OpenSSH and non-blocking mode

Larry Jones lawrence.jones at ugs.com
Thu Jul 7 10:25:02 EST 2005


Damien Miller writes:
> 
> I don't think your analysis is correct: setting nonblock on one side of
> a stdio connection shouldn't affect the other side (see the attached
> test program).

The problem isn't that setting nonblock on one end of a pipe (or
socketpair or pty) sets nonblock on the other end (which is what your
test progam test) -- it does not.  The problem is that other things can
be sharing the same end as ssh.  Look again at my example: 

	$ (ssh localhost sleep 120& sleep 3; cat bigfile) | wc -c

The problem is not that ssh setting nonblock affects wc on the other end
of the pipe, the problem is that it affects cat, which is sharing the
same end of the pipe for stdout as ssh since they both inherited them
from the same shell (they're also sharing the same stderr for the same
reason).

> What platform are you using?

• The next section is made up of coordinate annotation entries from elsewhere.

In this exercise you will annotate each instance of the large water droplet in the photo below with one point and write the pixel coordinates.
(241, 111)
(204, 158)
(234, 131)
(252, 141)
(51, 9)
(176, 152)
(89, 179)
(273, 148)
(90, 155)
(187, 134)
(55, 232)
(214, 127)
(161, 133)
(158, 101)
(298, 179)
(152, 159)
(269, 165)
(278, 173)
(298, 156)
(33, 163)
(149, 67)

This works fine on OpenBSD and Solaris.
> You could be running into a kernel bug.

No, it's not a kernel bug.  I'm using BSD/OS, but I've had reports of
the problem on lots of other platforms.

> No - we cannot turn of non-blocking stdio in OpenSSH. select() will tell
> you that a fd is ready for writing, but not how much data you can write.

Drat.  I was thinking you'd get a partial write in that case, but you
only get partial writes in non-blocking mode.  Drat, drat, drat.